Colleague who's in love with me, we'll call him Y, is making me feel crappy. I don't think I should feel bad about him but I do anyways. It's not within my power to reciprocate his feelings and when he goes into his bouts of...of...longing (?), I get irritated and I act indifferent. Then his feelings get hurt.

Since his confession/admission last February, we have talked about his feelings (and the lack of mine). All these times, I have tried to be supportive and encouraged him to meet other people and give other girls a chance but he says that he feels burned by the thing with me and is scared. Again, not my responsibility. I have not encouraged him further (if at all) and have tried valiantly to keep maintaining a friendly but firmly non-romantic demeanor.

And why is it should he expect that his confession should warrant the result he hopes? That's what baffles me. This isn't the first time someone has declared their love for me and seem to have expectations of me falling at their feet in gratitude. Why do these guys don't get that feelings are a two way street. Just because one of you have 'em does not mean that the other person will too once you reveal your hand to them.

He's talked about moving on to a different job and whatnot and though I feel he's an integral part of the team, I don't discourage/encourage him in his decisions. If any changes are forthcoming, it will be wholly his decision and I will play no active part in him taking it. For selfish reasons, I want him to get over me and just stay put because if he leaves, I am screwed on the work front, what with having to undertake his side of the job on top of my own. On a personal front, at least I will more comfortable without having him making eyes at me.

Today he kept staring at me during the ride back home. During the times when it started irritating me, I would look back at him but keep my face blank until he looked away but the last straw was when we had the staredown and he wasn't backing down so I looked away first but before that, I made sure he saw the irritation on my face. I narrowed my eyes and frowned in annoyance. I had told him before that I despised being looked at as it makes me feel uncomfortable and I will always frown when I find him looking at me. I guess he now understands the subtleties of my expressions cos he looked sad afterwards.

Then I kept seeing him rubbing his left eye. I suspected he was trying to not cry. I am not saying he was teary because of me. When we got back to our house, I asked him why he looked sad.
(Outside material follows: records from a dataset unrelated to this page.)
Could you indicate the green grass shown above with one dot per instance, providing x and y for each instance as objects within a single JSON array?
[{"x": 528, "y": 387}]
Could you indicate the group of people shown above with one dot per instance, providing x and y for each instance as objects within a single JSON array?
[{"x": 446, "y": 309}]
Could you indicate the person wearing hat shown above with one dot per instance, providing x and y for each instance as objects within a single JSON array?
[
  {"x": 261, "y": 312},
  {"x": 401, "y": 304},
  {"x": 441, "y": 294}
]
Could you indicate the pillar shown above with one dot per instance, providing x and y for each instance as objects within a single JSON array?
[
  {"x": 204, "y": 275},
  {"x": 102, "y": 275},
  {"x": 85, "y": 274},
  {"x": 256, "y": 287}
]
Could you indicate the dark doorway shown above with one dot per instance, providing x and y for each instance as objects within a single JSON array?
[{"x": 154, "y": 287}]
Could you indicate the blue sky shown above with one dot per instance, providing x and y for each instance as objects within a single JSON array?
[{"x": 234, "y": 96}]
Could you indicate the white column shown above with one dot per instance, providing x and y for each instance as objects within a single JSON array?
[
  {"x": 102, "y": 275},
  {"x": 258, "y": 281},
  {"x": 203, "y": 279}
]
He didn't say anything but kept looking at me. I asked him if he was crying. Then he just shook his head and said that it was nothing. I then walked off to my apartment but said for him to not feel sad.
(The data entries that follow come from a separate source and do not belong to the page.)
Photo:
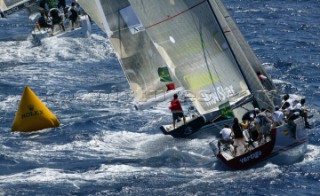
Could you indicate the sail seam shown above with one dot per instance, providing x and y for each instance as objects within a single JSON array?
[{"x": 171, "y": 17}]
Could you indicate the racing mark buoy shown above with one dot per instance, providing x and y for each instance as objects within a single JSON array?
[{"x": 32, "y": 114}]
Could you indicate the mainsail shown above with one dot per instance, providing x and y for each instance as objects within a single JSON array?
[
  {"x": 139, "y": 58},
  {"x": 8, "y": 7},
  {"x": 188, "y": 35},
  {"x": 196, "y": 41}
]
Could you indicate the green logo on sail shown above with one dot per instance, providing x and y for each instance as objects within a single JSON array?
[
  {"x": 164, "y": 74},
  {"x": 225, "y": 110}
]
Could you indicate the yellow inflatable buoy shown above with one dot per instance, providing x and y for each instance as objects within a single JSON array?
[{"x": 32, "y": 114}]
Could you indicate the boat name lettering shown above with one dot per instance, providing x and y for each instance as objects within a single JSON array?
[
  {"x": 32, "y": 113},
  {"x": 221, "y": 94},
  {"x": 251, "y": 157}
]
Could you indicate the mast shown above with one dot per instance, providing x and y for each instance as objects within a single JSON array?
[
  {"x": 188, "y": 36},
  {"x": 246, "y": 59}
]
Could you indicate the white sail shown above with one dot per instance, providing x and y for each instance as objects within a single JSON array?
[
  {"x": 8, "y": 7},
  {"x": 245, "y": 56},
  {"x": 188, "y": 36},
  {"x": 137, "y": 54},
  {"x": 94, "y": 10}
]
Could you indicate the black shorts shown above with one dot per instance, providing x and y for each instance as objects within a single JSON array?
[{"x": 176, "y": 115}]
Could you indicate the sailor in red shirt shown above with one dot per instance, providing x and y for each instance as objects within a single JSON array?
[{"x": 176, "y": 110}]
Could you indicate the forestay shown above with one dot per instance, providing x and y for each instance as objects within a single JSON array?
[
  {"x": 137, "y": 54},
  {"x": 246, "y": 58},
  {"x": 190, "y": 40}
]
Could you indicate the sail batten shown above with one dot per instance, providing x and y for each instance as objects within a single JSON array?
[
  {"x": 137, "y": 54},
  {"x": 188, "y": 35}
]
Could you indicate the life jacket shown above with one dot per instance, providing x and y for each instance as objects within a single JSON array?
[{"x": 175, "y": 105}]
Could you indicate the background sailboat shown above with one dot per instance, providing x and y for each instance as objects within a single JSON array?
[{"x": 8, "y": 7}]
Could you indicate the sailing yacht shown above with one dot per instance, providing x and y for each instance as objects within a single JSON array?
[
  {"x": 204, "y": 56},
  {"x": 8, "y": 7}
]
I don't know that it was me that made him sad but he has me feeling bad right now. I cannot help the way I feel and I cannot help the way he feels. It's just a messy emotional landmine that sometimes I just don't have the patience to deal with. I don't know if I am not being clear enough about my non-feelings for him. I have told him directly that I am not intersted in him that way, that I don't think I'll ever fall in love again and so on, so forth. Despite his saying he understands, I can't help shake the feeling he hopes I'll change my mind or that his actions will change my mind.

I remember during one discussion we were having and I told him that I am not the girl for his first serious relationship and he said to me that he didn't want me as a girlfriend but to make me his wife. I cannot comprehend how you can come to the conclusion that you want to marry someone without knowing if the other person feels anything in the same ballpark as you. Why do you do this to yourself? It seriously baffles me. What the hell am I supposed to do with that?